CliMOC investigated the role of AMOC in the global climate, specifically for the European continent. AMOC stands for Atlantic Meridional Overturning Circulation, which is a system of global-scale ocean currents that redistribute heat, salinity and carbon around the world. The AMOC has important consequences for the global climate. Energetically, the AMOC transports more heat into the North Atlantic than in the Southern Hemisphere oceans, which causes an inter-hemispheric imbalance of heat transport.

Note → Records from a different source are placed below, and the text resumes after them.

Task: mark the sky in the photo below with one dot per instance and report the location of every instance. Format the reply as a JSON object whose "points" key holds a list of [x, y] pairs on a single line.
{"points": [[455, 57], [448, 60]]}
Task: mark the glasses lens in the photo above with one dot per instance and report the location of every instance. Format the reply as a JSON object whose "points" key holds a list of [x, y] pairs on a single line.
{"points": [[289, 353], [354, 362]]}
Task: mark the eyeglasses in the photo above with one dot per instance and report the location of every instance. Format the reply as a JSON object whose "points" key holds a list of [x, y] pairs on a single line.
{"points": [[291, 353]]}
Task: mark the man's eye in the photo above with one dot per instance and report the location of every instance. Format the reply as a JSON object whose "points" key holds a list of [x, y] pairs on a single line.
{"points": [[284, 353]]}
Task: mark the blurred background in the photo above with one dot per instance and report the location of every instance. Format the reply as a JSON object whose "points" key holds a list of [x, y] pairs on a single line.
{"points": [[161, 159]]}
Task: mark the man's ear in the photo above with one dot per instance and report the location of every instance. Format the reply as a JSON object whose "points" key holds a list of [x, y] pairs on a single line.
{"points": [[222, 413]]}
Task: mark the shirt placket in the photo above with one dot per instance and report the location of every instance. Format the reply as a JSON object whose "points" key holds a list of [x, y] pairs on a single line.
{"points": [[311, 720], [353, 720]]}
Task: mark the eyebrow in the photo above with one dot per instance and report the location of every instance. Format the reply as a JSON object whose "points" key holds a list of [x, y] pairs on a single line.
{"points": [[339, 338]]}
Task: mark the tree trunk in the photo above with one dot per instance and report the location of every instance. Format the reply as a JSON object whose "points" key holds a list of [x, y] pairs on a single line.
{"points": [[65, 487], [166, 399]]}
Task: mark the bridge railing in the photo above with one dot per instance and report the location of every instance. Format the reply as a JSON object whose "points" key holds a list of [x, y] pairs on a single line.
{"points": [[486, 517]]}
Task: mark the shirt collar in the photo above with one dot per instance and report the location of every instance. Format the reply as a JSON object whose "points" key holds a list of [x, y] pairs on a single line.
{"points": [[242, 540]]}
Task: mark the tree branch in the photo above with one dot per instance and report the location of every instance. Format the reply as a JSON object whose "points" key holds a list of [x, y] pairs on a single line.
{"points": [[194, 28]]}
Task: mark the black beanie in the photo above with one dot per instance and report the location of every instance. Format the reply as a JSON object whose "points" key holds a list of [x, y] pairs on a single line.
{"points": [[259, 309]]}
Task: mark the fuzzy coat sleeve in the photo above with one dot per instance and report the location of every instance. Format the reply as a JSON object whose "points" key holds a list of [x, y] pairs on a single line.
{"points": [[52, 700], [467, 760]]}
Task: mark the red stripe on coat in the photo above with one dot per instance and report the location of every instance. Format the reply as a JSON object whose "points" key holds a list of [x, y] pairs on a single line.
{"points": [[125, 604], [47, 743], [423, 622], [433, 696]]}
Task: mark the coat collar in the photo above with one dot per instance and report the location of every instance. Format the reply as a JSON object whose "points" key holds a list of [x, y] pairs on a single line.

This imbalance is believed to make the Northern Hemisphere warmer by about 1°C than the Southern Hemisphere and to shift the tropical peak of annual mean precipitation (the so called Intertropical Convergence Zone or ITCZ) to be in the Northern Hemisphere at about 5°C. Hence, the ocean heat transport by the AMOC has important consequences on temperature and precipitation, including important rainfall systems such as the tropical monsoons and the extra-tropical cyclones.
However, some studies have challenged the notion that the AMOC (and specifically the Gulf Stream) plays a role in specifically making European winters milder than they would be in the absence of the AMOC. By using older modeling setups in which the AMOC was artificially removed by coupling an atmospheric model with a motionless ocean model, these studies found that it’s the Rocky Mountains that contribute to milder European winters by modifying the westerly wind flow at the mid-latitudes. In CliMOC we challenged this notion by proposing a series of novel modelling experiments and setup to investigate the climate response to changes in AMOC strength, with a particular focus on the European continent.
We concluded the CliMOC project by finding that our hypothesis was correct. The earlier modeling setups masked the real role of the AMOC in the current climate because the missing ocean dynamics in the motionless ocean model that was used in those studies strongly limited the coupling between the atmosphere and the ocean, plus the associated feedbacks. We designed and made available a modeling experiment setup with state-of-the-art global climate model EC-Earth3 in which we are able to artificially tune the strength of the AMOC. Initial experiments with this setup conducted within CliMOC show an important role of the AMOC for the European hydroclimate, which has of course important implications for future climate change. In fact, because all models within the Coupled Model Intercomparison Project (CMIP) robustly project an AMOC decline in the 21st century, it is of utmost importance to assess the impacts of an AMOC decline relative to those of greenhouse gas forcing.